In deadlocked situations, people talk to each other differently if they ask a third person to moderate the conversation. Behind opposing positions there is usually a deeper, more hidden issue, the understanding of which is the key to finding a solution. The mediator's special "language" makes it possible to gently make this more transparent.

Thanks to our intensive training as mediators, we are able to get to the bottom of the most important causes in just a few hours and, building on this, take the first steps towards a solution. My job is to ensure a fair discussion that is far better than a dispute and in which you don't have to relive the bad experience. I will get you talking in the right order and with the right wording so that you can take a better look at the situation and relax internally. My approach focuses on identifying interests and needs as well as the dynamics of the interaction. I use systemic approaches for this. Mediation can take 2-5 appointments or longer.

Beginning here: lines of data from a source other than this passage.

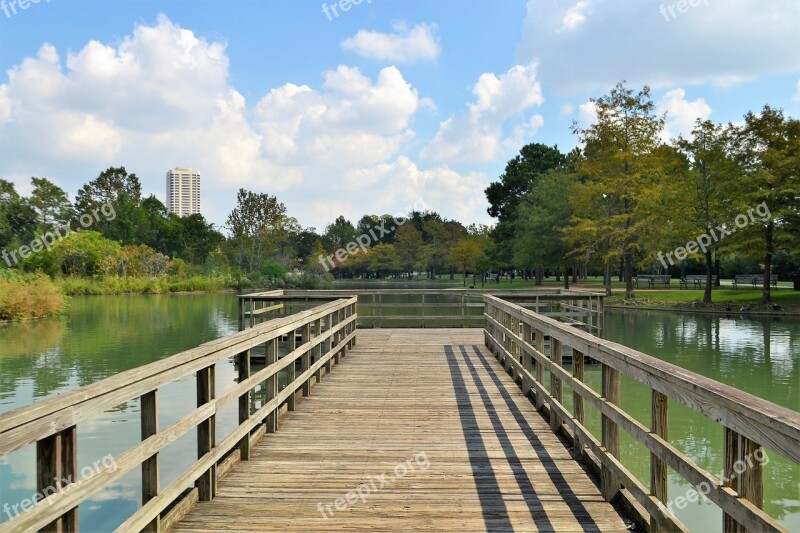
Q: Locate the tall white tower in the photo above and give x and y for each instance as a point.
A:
(183, 191)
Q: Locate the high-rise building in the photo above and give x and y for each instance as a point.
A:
(183, 191)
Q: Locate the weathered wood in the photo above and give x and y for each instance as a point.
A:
(659, 409)
(555, 382)
(358, 432)
(744, 511)
(206, 434)
(272, 384)
(150, 467)
(244, 403)
(539, 367)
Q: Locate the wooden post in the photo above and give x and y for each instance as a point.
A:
(555, 382)
(272, 385)
(527, 358)
(206, 433)
(244, 404)
(306, 358)
(539, 367)
(577, 399)
(317, 350)
(56, 467)
(292, 341)
(745, 473)
(337, 336)
(659, 409)
(610, 431)
(148, 404)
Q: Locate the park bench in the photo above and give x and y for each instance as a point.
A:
(697, 280)
(755, 280)
(652, 281)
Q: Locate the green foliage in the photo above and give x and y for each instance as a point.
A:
(29, 296)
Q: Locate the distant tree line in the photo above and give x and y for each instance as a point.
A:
(626, 197)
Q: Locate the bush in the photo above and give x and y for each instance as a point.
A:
(31, 296)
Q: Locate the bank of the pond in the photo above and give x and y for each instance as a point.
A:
(114, 285)
(29, 296)
(725, 302)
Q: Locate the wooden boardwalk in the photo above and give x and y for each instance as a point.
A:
(432, 433)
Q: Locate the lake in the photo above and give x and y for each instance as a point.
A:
(101, 336)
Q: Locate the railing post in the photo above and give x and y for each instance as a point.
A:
(527, 357)
(659, 409)
(148, 404)
(577, 399)
(292, 368)
(610, 431)
(272, 385)
(539, 403)
(555, 382)
(56, 467)
(244, 404)
(206, 433)
(306, 359)
(318, 349)
(744, 472)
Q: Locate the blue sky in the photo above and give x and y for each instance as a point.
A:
(388, 103)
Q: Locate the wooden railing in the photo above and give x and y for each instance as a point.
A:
(314, 339)
(517, 338)
(392, 308)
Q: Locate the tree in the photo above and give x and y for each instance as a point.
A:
(702, 202)
(767, 147)
(622, 168)
(409, 247)
(259, 229)
(504, 196)
(51, 203)
(466, 254)
(543, 217)
(18, 219)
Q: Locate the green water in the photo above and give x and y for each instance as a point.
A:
(101, 336)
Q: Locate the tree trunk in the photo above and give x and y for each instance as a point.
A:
(766, 297)
(628, 268)
(709, 266)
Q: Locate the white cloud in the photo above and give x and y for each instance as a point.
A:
(587, 114)
(406, 45)
(162, 98)
(575, 16)
(681, 113)
(477, 136)
(721, 42)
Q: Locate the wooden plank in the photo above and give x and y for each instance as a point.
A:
(773, 426)
(150, 467)
(351, 431)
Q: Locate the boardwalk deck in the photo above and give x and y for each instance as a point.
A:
(458, 446)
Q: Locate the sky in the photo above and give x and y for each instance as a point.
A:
(370, 107)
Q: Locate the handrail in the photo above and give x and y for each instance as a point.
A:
(326, 332)
(516, 336)
(380, 308)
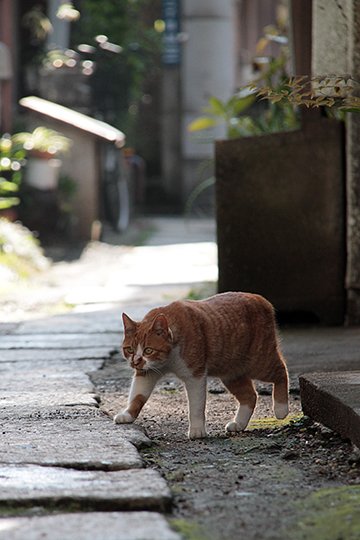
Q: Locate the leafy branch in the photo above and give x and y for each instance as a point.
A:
(314, 92)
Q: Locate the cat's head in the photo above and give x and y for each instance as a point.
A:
(147, 344)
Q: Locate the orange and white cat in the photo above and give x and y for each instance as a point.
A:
(231, 336)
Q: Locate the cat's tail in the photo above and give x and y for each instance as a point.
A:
(281, 390)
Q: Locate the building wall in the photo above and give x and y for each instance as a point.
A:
(208, 69)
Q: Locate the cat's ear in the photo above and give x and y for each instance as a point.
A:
(129, 325)
(160, 326)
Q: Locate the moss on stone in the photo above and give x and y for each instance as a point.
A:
(188, 529)
(272, 422)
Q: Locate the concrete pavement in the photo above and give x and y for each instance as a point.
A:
(59, 455)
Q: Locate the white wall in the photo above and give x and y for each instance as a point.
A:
(208, 69)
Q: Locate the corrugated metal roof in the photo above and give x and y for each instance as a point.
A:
(74, 118)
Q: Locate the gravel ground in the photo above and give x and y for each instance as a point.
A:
(259, 483)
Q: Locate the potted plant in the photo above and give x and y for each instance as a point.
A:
(44, 147)
(12, 160)
(280, 204)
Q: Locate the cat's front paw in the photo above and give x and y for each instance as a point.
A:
(197, 433)
(233, 427)
(123, 418)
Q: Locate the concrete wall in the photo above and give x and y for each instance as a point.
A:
(208, 69)
(336, 50)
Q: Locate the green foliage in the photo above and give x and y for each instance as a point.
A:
(12, 159)
(332, 92)
(275, 116)
(20, 253)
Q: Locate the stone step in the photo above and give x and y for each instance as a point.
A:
(97, 526)
(77, 442)
(333, 399)
(56, 488)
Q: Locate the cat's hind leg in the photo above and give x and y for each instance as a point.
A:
(141, 387)
(244, 391)
(281, 392)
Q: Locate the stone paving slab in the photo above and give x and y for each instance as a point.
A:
(61, 489)
(333, 399)
(50, 355)
(60, 341)
(97, 526)
(38, 389)
(80, 443)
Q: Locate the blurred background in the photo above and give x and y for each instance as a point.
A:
(114, 110)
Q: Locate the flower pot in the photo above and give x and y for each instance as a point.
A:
(43, 173)
(281, 219)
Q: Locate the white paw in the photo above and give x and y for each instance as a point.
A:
(281, 410)
(233, 427)
(123, 418)
(197, 432)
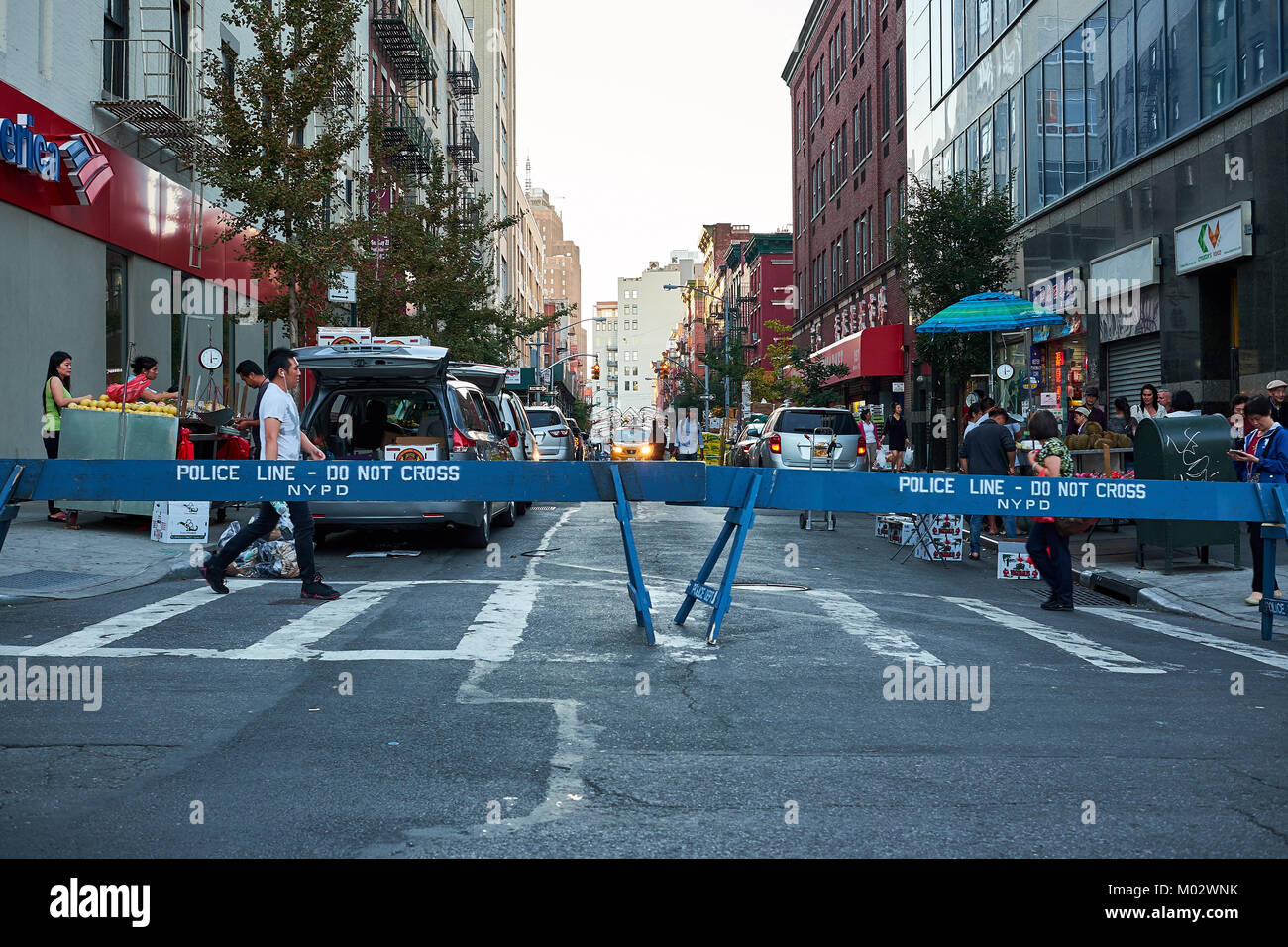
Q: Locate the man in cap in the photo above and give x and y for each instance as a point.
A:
(1278, 393)
(1090, 395)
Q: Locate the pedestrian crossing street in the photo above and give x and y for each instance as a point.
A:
(885, 622)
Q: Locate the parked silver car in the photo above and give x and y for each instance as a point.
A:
(799, 437)
(554, 436)
(368, 398)
(748, 440)
(507, 408)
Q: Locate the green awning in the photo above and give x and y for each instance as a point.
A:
(991, 312)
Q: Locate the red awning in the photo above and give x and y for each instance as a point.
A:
(875, 352)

“You always repeat so much of what we say!” I often hear — mediation delves quite deeply into the conversation and, unlike other methods, slows down the pace and works more thoroughly. A mediator questions, probes, senses, takes another look, cares, makes sure everything is going well, and follows every word and every glance... Nevertheless, I’m known for efficient processes — getting to the heart of the matter clearly and sometimes taking a pragmatic approach. I’m sometimes moved when parties in conflict actually value each other, even in the midst of a dispute. That’s when real, lasting progress is made.

Legal basics can be found in the German mediation law, the associated legislative decree (both in German) and at the Bundesverband Mediation website.

Mediation process

When dealing with conflicts, you want to feel that you’re in good hands—so here’s some information about the mediation process and the general framework. If you have any further questions, please feel free to contact me! An initial consultation is always free and non-binding.


Free initial consultation

What can I expect from you as a mediator?

How does it all start?


During an initial consultation, we’ll determine the parameters for the mediation. A phone call is sufficient, or we can schedule a Zoom call: Is your case suitable for mediation? Who is truly interested in mediation? Who will pay for and initiate it, and who will be involved...? Ideally, you should already know that the other party is also interested, as the role of the mediator is not to try to convince them. If the case involves a client who is not personally involved in the conflict - for example, an employer paying for a team - we will assess whether the principles of voluntary participation and confidentiality can be upheld to the extent possible. Only then can mediation be effective. We will then schedule an initial meeting with the parties involved in the conflict.

Is such a process binding?


To ensure that mediation is effective, after the initial consultation we agree on the number of sessions and draw up a mediation agreement of about one page, which is signed. So, yes, it is binding. But of course, participation is voluntary, and you can withdraw from the process at any time.

What do you do to ensure we can communicate despite tensions?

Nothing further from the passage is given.